Module: Amigo::DurableJob

Overview

Durable jobs keep track of the job in a database, similar to DelayedJob, so that if Sidekiq loses the job (because Redis crashes, or the worker crashes), it will be sent to the Dead Set from the database.

We send ‘missing’ jobs to the Dead Set, rather than re-enqueue them, because jobs may be deleted out of Redis manually, so any re-enqueues of a missing job must also be done manually.

An alternative to durable jobs is super_fetch using something like Redis’ LMOVE; however the only off-the-shelf package we could find (from Gitlab) did not work well. We could implement our own LMOVE based fetch strategy, but using PG was a lot simpler to get going (selection is easier, for example, than managing Redis sorted sets). Additionally, using PG gives us redundancy against Redis outages- it allows us to enqueue jobs even if Redis is down, for example.

The way Durable Jobs works at a high level is:

  • Connections to a series of database servers are held. These servers act as the ‘durable stores’ for Redis.

  • In client middleware, a row is written into the first available durable store database. Every row records when it should be considered “dead”; that is, after this time, DurableJob moves this job to the Dead Set, as explained below. This is known as the “assume dead at” time; the difference between when a job is enqueued/runs, and when it can be assumed dead, is known as the “heartbeat extension”.

  • Whenever the job runs, server middleware takes a lock on the durable store row, and updates assume_dead_at to be “now plus heartbeat_extension”. This is true when the job runs the first time, but also during any retry.

  • Any long-running jobs should be sure to call DurableJob.heartbeat to extend the assume_dead_at, so we don’t attempt to enqueue another instance of the job (actually we probably won’t end up with duplicate jobs, but it’s a good optimization).

  • If the job succeeds, the row is deleted from the durable store.

  • If the job errors, assume_dead_at is updated, and the row remains in the durable store.

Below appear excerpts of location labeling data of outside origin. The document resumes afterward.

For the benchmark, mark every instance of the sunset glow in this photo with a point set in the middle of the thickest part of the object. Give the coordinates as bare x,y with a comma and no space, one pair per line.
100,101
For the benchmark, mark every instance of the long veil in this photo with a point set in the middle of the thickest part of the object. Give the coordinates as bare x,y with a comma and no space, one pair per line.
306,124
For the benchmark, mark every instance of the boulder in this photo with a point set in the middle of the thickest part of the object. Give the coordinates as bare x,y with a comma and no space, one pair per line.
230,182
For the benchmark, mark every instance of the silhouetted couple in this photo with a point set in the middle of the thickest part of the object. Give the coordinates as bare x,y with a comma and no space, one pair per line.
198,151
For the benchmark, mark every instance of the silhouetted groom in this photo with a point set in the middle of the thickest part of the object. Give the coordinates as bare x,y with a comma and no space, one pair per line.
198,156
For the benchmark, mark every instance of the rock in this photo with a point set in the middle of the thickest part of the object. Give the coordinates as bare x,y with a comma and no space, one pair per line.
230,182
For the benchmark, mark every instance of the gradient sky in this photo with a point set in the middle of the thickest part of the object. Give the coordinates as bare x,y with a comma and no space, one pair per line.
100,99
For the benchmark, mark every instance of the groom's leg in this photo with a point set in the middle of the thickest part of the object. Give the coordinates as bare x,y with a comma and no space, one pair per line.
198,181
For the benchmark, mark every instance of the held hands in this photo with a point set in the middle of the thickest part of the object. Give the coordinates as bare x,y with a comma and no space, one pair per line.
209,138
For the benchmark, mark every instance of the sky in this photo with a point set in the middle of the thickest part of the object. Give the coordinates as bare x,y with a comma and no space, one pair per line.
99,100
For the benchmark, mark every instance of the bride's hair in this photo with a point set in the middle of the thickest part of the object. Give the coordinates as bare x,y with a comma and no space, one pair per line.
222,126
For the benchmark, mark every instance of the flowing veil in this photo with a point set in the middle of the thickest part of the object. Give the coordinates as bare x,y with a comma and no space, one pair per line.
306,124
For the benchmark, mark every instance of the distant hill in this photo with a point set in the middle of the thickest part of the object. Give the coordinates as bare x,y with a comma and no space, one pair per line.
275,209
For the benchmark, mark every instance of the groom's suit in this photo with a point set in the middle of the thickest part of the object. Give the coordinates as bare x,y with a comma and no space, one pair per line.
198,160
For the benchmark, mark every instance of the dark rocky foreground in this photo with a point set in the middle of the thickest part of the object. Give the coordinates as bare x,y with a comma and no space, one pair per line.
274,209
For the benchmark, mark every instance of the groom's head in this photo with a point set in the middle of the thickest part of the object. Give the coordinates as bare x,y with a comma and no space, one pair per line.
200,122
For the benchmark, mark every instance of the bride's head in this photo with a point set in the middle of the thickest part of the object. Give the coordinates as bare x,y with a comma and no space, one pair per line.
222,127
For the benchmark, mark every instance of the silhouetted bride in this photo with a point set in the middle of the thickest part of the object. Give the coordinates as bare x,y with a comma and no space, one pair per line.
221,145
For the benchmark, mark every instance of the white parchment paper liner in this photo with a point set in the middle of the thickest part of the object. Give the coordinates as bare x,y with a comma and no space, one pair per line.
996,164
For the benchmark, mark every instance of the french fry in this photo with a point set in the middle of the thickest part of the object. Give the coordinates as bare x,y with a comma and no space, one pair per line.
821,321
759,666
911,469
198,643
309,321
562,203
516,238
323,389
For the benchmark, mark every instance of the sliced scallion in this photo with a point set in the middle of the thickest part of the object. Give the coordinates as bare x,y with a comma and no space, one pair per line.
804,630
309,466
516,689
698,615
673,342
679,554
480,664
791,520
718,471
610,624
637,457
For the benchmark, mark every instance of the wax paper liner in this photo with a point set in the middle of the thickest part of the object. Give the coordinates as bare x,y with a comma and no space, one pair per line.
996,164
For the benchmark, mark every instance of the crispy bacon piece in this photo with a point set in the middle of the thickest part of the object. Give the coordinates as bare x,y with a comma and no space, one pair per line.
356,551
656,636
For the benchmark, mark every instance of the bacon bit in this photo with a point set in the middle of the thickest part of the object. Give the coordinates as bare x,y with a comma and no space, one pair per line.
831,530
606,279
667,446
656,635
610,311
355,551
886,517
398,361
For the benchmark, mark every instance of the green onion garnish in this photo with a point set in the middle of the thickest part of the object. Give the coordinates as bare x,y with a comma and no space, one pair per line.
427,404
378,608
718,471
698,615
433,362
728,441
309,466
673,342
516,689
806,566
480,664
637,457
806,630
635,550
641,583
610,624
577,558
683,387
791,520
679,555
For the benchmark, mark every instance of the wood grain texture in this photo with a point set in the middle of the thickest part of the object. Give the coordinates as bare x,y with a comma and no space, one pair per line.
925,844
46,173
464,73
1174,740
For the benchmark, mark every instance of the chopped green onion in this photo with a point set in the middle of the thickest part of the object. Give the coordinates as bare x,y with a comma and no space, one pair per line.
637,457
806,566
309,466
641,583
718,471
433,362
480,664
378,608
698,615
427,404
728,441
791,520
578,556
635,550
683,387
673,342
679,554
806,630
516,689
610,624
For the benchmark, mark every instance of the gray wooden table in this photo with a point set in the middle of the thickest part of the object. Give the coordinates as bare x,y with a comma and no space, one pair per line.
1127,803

That is the behavior of the durable jobs themselves. The other key piece here is a poller. The poller must use a separate periodic mechanism, like sidekiq-cron or whatever. Some number of minutes, ‘Amigo::DurableJob.poll_jobs` must be called. `poll_jobs` does the following at a high level (see the source for more details):

  • Look through each durable store database.

  • For each job with an assume_dead_at in the past, we need to check whether we should kill it.

  • If the job is currently processing in a queue, we no-op. We can’t do anything about backed-up queues.

  • If the job is currently in the retry set, we update the assume_dead_at of the row so it’s after the time the job will be retried. That way we won’t try and process the job again until after it’s been retried.

  • If the job is in the DeadSet, we delete the row since it’s already dead.

  • If the job cannot be found in any of these places, we mark it ‘missing’. It may be missing because it’s processing; we’ll find out on the next run.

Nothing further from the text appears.